Though these issues consistently build up many walls in my life, the persistent challenges of being dysfluent have allowed me to develop methods of self-acceptance to knock them down as they appear. I have worked with many speech therapists, but one’s philosophies have stayed with me to this day and are a constant source of resonance and personal inspiration. James McCormack from Galway in Ireland taught me a great deal about gaining perspective on my stuttering and about finding methods that work for me. Far different from the emotionally-removed clinical speech pathologist who scours a decades-old textbook for ways to combat stuttering, McCormack is a person who stutters himself and knows first-hand the daily challenges we face in a world that demands fluency.
Perhaps the most important things I’ve learned from him have to do with “narrative therapy.” This approach to therapy is very individualistic as it relies on the person to use their own skill sets to navigate issues as they arise in their life. It separates the person from the issue and recognizes the ebbs and flows of life in general as we embrace both our successes and our pitfalls. No other philosophy has worked better for me. I am “a person who stutters” not “a stutterer,” as my identity as a person is not dependent on this one attribute of my speech.
While the anxiety associated with stuttering is a constant battle and has dragged me down to some of the lowest points in my life, there are — believe it or not — many positives to be celebrated that come as a result of living with a stutter. Firstly, having to have an extensive arsenal of words ready to be deployed at a moment’s notice in the event of getting stuck has led to me developing a possibly more diverse vocabulary than most. The acute attention I pay to words and meaning has definitely been bolstered over the years as a result of my stuttering.
Far more important than this, however, are the lessons I have learned in patience and understanding. The embarrassment I have felt over the years from the reactions of others and the shame that has come from within have both contributed to my personal development as a human being who recognizes the varied, often invisible struggles people go through on a daily basis. My empathy comes from a source of true compassion and first-hand understanding, and for that I am both personally grateful and outwardly eager to help those facing similar struggles that may not be at first perceptible.

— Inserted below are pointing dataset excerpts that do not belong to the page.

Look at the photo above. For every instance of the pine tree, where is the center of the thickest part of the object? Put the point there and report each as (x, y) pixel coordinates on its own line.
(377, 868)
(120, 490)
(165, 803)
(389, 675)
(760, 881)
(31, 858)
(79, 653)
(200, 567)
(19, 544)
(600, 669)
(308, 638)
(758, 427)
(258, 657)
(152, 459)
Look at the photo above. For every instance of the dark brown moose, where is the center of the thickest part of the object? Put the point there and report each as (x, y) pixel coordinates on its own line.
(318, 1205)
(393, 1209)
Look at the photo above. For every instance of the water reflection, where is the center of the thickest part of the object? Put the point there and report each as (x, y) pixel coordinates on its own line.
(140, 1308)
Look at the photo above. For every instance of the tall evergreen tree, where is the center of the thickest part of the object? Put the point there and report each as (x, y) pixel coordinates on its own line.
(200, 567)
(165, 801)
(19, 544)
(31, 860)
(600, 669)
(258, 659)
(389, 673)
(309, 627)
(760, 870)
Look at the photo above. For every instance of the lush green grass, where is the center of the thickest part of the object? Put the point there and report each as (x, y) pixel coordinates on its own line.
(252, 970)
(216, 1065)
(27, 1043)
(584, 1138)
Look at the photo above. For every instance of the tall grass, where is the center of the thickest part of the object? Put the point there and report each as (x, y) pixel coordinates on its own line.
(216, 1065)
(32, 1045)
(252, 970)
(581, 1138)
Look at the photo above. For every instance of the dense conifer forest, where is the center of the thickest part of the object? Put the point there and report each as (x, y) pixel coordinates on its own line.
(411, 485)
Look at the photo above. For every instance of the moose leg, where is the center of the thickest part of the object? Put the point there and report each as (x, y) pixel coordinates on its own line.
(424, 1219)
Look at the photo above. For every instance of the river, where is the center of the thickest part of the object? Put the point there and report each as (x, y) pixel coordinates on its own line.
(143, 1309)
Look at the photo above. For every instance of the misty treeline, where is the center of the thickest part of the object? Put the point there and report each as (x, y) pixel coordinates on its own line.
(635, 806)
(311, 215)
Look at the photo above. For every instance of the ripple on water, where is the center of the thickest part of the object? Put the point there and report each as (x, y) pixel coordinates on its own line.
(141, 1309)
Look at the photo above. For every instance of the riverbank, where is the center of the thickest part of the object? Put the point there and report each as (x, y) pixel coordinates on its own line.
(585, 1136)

The diaphragmatic breathing practices I have trained myself to make second-nature, and the active efforts to generate mindfulness are both mechanisms that I am sure I would not have made a central focus in my life had it not been for my stuttering.
In closing, it is my hope that people will work toward giving us, as people who stutter, the time and space to articulate our thoughts without condemnation or belittlement. Beyond that, it is my hope that the drive towards acceptance comes not only from the public but from within for those of us with speech dysfluency — as that is the true battleground upon which we fight these ugly, sometimes seemingly insurmountable anxieties.